I think that's been a source of their success.

> > I believe a structurally, statically typed language with a
> > product type as its fundamental collection, (along with
> > some relational operators) would be *most* interesting.
>
> I agree completely, though the product type gives you (essentially)
> tuples; the next obvious step would be proper relations as (minimally)
> powersets of these product types. I think that those operations would
> fall out nicely from the product type.

That is actually what I was trying, not particularly successfully, to say.

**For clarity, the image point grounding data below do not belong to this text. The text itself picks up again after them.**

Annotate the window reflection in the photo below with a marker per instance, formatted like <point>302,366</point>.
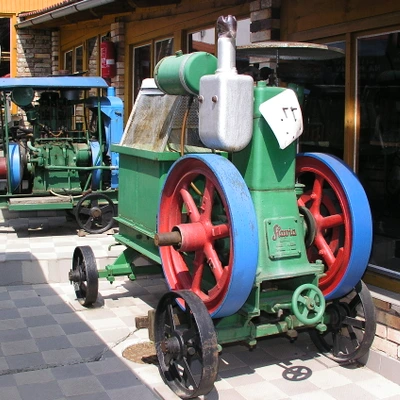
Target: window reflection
<point>379,165</point>
<point>323,104</point>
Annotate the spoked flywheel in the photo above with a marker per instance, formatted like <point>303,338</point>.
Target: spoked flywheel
<point>84,275</point>
<point>207,232</point>
<point>339,219</point>
<point>186,344</point>
<point>95,213</point>
<point>351,327</point>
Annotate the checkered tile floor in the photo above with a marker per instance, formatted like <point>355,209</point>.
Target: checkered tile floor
<point>51,348</point>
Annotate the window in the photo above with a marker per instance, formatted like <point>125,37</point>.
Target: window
<point>378,92</point>
<point>141,65</point>
<point>142,60</point>
<point>68,61</point>
<point>92,56</point>
<point>320,87</point>
<point>78,67</point>
<point>202,40</point>
<point>4,47</point>
<point>162,49</point>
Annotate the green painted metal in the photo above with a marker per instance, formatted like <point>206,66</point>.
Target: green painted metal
<point>270,175</point>
<point>124,265</point>
<point>180,74</point>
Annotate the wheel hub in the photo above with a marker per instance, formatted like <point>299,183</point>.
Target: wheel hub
<point>95,212</point>
<point>173,346</point>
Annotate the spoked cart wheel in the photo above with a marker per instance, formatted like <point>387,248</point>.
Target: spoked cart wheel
<point>84,275</point>
<point>95,213</point>
<point>351,329</point>
<point>207,232</point>
<point>338,219</point>
<point>186,344</point>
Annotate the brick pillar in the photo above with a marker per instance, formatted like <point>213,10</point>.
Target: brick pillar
<point>118,37</point>
<point>265,20</point>
<point>34,52</point>
<point>55,45</point>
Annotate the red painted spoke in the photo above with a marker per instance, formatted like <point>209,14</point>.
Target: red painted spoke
<point>316,195</point>
<point>324,250</point>
<point>302,201</point>
<point>191,207</point>
<point>220,231</point>
<point>208,200</point>
<point>332,221</point>
<point>213,261</point>
<point>198,269</point>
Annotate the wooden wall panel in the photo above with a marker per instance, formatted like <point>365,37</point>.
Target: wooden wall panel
<point>300,16</point>
<point>18,6</point>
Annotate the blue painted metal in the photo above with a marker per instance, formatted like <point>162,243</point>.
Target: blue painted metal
<point>244,229</point>
<point>54,82</point>
<point>361,223</point>
<point>15,166</point>
<point>96,160</point>
<point>112,108</point>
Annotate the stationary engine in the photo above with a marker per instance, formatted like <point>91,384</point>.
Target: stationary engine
<point>58,147</point>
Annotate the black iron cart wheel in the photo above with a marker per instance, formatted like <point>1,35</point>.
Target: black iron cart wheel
<point>186,344</point>
<point>84,275</point>
<point>351,329</point>
<point>95,213</point>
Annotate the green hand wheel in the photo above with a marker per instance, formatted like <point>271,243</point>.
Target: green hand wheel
<point>308,304</point>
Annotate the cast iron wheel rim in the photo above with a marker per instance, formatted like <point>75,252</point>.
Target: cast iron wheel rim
<point>353,329</point>
<point>342,220</point>
<point>224,218</point>
<point>186,344</point>
<point>84,275</point>
<point>95,213</point>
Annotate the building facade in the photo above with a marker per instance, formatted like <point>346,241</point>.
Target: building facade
<point>351,104</point>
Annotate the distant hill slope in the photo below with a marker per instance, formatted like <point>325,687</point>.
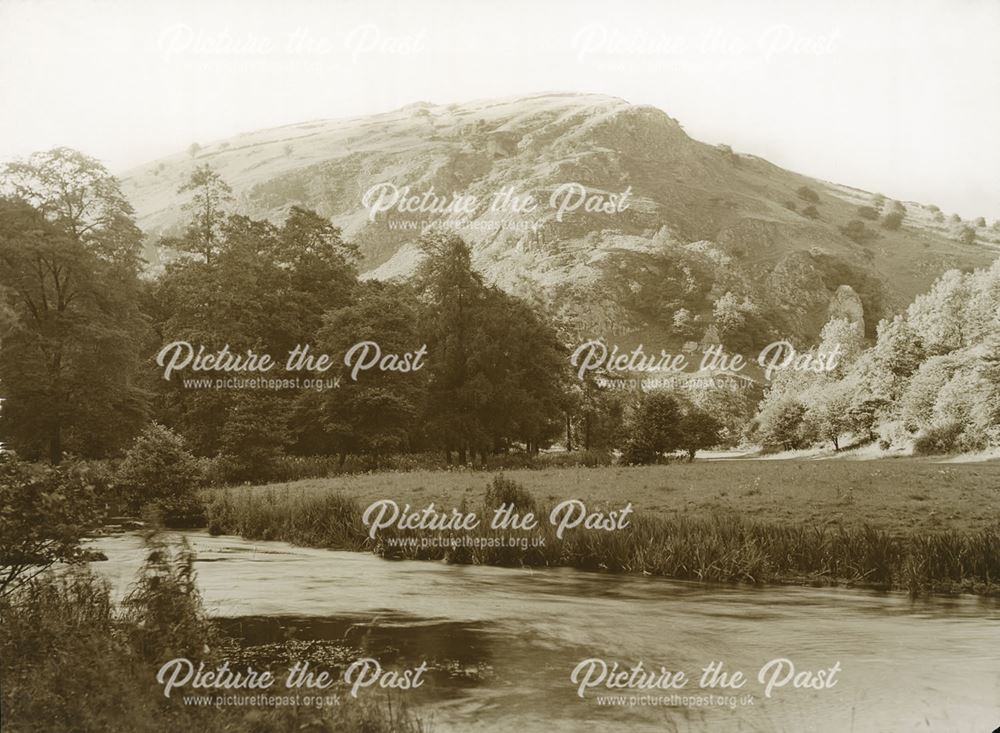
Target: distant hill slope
<point>701,220</point>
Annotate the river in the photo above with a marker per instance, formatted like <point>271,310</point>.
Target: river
<point>504,642</point>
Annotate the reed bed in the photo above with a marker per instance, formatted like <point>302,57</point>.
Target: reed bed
<point>714,546</point>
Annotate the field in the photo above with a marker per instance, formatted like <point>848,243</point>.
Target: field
<point>897,495</point>
<point>896,523</point>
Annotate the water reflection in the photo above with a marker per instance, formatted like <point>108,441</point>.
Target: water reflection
<point>502,642</point>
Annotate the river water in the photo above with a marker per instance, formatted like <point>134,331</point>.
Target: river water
<point>503,643</point>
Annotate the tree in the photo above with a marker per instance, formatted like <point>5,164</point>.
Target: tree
<point>653,428</point>
<point>828,411</point>
<point>79,196</point>
<point>453,296</point>
<point>44,514</point>
<point>69,357</point>
<point>698,429</point>
<point>892,220</point>
<point>160,471</point>
<point>376,412</point>
<point>966,234</point>
<point>210,194</point>
<point>855,230</point>
<point>779,425</point>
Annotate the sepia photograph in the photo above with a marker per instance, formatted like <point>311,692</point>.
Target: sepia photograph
<point>552,367</point>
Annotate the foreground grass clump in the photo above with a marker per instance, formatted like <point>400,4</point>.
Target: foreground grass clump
<point>72,660</point>
<point>716,545</point>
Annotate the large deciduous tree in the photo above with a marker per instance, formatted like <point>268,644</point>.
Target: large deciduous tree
<point>70,341</point>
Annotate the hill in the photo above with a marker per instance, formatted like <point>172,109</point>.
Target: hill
<point>690,235</point>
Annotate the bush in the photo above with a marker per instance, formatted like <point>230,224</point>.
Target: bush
<point>807,194</point>
<point>781,425</point>
<point>937,439</point>
<point>503,490</point>
<point>72,660</point>
<point>855,231</point>
<point>966,234</point>
<point>159,473</point>
<point>653,428</point>
<point>892,221</point>
<point>44,513</point>
<point>254,437</point>
<point>164,613</point>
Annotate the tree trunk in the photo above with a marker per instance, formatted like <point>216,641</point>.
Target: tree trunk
<point>55,445</point>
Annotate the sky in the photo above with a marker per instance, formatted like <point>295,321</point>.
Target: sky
<point>897,97</point>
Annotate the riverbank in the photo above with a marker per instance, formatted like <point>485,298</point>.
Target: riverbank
<point>907,524</point>
<point>75,658</point>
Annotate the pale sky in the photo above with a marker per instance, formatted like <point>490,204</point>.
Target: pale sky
<point>901,97</point>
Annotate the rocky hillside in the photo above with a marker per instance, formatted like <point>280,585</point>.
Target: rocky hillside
<point>668,226</point>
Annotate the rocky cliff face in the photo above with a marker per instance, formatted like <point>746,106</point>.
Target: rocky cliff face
<point>635,227</point>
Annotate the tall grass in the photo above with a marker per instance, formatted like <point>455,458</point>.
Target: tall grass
<point>718,546</point>
<point>72,660</point>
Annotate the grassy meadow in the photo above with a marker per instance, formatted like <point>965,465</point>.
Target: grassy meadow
<point>900,523</point>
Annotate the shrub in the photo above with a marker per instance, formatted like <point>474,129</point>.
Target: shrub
<point>652,428</point>
<point>159,473</point>
<point>855,230</point>
<point>966,234</point>
<point>699,429</point>
<point>807,194</point>
<point>44,513</point>
<point>254,438</point>
<point>937,439</point>
<point>164,610</point>
<point>780,426</point>
<point>893,220</point>
<point>503,490</point>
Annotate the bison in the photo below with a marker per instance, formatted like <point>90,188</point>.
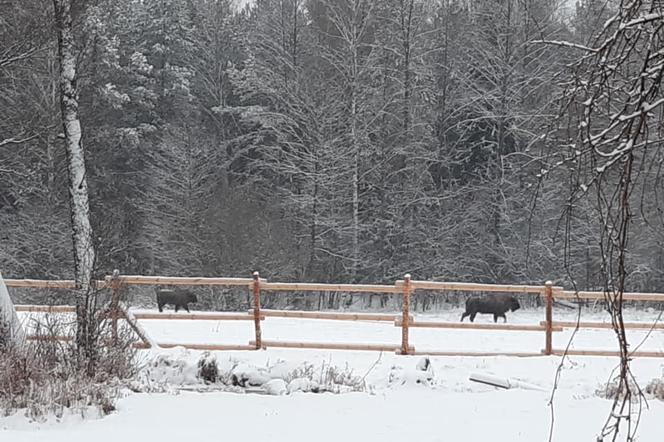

> Still missing are constraints; however, I have a white paper burning a
> hole in my book bag, related to this very thing. Witness Alloy
> constraints and model elements as annotations on Java code:
> http://cag.lcs.mit.edu/~marinov/publications/KhurshidETAL02AAL.pdf

There is also JML, if you are interested.

http://www.cs.iastate.edu/~leavens/JML/

I found this paper particularly diverting:

ftp://ftp.cs.iastate.edu/pub/leavens/JML/jmldbc.pdf

Example code from the above:

/*_at_ requires a != null
  _at_ && (\forall int i;
  _at_ 0 < i && i < a.length;
  _at_ a[i-1] <= a[i]);
  _at_*/

int binarySearch(int[] a, int x) {
  // ...
}

In other words, binarySearch has preconditions a NOT NULL, and a is sorted. Note the sortedness precondition use universal quantification!